学生時代からアートを専攻し、美術史などを学んできたブリジットさんは、約8年間キュレーターとしてシンガポール美術館に勤め、法人担当部門のトップも兼任しながらアートおよびデザイン関連の展示や出版、作品の収集、調査、評価などに携わった後、2004年より現職に就任。
シンガポールで好きな場所は? と尋ねると「アートによって変貌を遂げた場所。例えば、NAFAのギャラリーが素晴らしい展示によっていつもと違って見えるときに、ギャラリーの中に佇んでいるのが好きなんです」と根っからのアート好きで感性豊かな彼女らしい答えが返ってきた。

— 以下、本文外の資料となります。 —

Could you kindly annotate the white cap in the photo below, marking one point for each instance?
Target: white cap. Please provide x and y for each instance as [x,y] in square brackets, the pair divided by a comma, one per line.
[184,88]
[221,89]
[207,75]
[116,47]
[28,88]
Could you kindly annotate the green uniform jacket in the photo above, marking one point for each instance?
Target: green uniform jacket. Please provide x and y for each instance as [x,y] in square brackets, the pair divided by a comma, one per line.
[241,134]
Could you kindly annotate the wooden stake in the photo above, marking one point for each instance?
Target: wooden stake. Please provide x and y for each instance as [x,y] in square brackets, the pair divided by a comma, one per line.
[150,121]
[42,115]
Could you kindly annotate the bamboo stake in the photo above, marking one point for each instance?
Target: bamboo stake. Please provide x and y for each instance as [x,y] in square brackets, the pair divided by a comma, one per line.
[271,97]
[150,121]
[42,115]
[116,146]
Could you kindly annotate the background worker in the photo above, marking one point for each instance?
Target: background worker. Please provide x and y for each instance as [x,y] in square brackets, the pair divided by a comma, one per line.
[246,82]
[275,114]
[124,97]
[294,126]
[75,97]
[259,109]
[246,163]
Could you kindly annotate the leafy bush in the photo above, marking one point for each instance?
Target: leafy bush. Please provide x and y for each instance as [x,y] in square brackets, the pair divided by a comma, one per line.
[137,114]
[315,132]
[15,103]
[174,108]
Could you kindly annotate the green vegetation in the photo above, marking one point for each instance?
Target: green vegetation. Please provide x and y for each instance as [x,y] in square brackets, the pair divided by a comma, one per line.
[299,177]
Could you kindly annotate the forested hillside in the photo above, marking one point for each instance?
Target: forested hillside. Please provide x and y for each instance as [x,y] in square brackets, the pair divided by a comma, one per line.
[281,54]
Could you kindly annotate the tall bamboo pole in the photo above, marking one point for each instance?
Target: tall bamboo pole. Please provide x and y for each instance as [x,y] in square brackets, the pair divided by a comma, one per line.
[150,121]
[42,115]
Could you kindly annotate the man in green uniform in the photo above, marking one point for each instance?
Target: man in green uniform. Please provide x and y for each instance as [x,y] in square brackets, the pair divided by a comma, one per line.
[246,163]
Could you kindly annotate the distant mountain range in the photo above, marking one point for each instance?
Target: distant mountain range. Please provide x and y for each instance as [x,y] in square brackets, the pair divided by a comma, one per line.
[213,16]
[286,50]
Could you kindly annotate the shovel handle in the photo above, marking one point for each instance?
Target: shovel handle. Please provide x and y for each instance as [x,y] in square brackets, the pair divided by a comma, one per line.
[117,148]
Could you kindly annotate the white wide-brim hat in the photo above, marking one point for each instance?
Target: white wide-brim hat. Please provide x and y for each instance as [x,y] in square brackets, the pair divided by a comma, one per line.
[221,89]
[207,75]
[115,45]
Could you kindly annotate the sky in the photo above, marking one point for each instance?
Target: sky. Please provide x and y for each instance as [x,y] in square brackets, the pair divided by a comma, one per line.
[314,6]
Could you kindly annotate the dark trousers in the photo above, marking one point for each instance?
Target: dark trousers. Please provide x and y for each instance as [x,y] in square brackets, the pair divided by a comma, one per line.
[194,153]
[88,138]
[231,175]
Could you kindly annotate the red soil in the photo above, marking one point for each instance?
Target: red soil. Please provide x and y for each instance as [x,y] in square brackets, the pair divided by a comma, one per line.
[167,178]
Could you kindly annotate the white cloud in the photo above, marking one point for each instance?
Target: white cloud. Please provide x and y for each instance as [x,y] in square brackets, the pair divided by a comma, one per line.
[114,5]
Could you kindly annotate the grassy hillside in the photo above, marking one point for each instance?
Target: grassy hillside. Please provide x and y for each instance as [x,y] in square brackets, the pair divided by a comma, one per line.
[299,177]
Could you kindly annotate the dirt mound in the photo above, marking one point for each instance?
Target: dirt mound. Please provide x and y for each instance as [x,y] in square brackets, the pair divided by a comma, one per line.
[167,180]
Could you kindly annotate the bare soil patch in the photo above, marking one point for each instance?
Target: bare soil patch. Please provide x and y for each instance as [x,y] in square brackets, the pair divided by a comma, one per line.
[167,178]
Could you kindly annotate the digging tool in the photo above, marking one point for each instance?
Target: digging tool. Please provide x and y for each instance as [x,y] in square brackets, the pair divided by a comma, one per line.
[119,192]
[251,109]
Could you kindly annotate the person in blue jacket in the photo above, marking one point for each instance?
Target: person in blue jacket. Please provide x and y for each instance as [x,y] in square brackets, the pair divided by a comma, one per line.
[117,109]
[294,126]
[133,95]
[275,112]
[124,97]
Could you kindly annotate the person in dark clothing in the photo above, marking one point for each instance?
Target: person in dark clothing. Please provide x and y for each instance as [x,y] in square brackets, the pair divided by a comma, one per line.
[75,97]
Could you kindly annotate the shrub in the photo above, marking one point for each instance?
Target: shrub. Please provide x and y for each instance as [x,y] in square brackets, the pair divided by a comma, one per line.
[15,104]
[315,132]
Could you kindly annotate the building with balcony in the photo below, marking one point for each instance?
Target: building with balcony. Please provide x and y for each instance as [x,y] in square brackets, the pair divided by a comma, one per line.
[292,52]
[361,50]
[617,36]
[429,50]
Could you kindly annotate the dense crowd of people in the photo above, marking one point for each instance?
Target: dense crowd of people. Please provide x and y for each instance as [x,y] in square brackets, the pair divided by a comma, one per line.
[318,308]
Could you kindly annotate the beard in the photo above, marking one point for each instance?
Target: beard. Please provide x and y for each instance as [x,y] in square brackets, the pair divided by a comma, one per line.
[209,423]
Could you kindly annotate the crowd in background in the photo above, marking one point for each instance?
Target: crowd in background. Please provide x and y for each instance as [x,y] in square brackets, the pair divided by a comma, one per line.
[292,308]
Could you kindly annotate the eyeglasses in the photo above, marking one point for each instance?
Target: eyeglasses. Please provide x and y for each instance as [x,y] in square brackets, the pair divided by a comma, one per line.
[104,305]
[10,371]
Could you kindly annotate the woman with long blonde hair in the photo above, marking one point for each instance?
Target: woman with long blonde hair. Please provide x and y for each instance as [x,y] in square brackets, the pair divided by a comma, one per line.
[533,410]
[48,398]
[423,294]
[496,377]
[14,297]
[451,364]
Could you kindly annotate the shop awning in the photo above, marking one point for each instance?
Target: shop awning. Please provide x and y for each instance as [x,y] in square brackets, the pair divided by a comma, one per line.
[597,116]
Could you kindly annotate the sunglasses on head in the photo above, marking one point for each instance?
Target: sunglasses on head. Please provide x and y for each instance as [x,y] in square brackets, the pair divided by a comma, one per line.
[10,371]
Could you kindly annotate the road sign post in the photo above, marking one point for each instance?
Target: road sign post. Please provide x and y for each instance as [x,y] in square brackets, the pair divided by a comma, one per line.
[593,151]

アートに関わる仕事というと一見華やかで面白そうだが、仕事をしてすぐに喜びを感じたり、報われるという性質のものではないという。文化や文明といった類のものが芸術的評価を得たり、学問上の評価を受けるようにするのは、場合によっては一生かかるような仕事。性急に結果を求めず、辛抱強くかつ謙虚であることが必要だと日々自分に言い聞かせているそうだ。腹が立つことがあっても、芸術作品を眺めているとそのうちやる気を取り戻して、自分の仕事の価値をもう一度思い出すことができるという。
平日は毎朝1時間ほど走ることが日課で、週末になると3時間ぐらい走ることも。愛犬のビーグルとゴールデンリトリバーと一緒に散歩に出かけてついでに走ることもあるそうだ。また、ちょっと変わったことに挑戦するのが好きで、カヌーや射撃、カート・レース、自転車といったアウトドアスポーツも楽しむ。次はスカイダイビングに挑戦したいとのこと。
モットーはスペイン語で“Vivir con miedo, es como vivir a medias.”(怖がってばかりでは半分しか生きていないのと同じ)。
将来の夢は、エキゾチックで美しい小さな島にアートの「隠れ家」のようなものを作ること。ちょっと早めにリタイアしたら、そこでパーティを開いて、アーティストやキュレーター、アート好きな人たちとアート談義に花を咲かせながら何かを作ったりと、愉快で陽気な場所を作りたいという。アートに関する出版物を出したり、展示会も開きたいと、アートからリタイアすることはなさそうだ。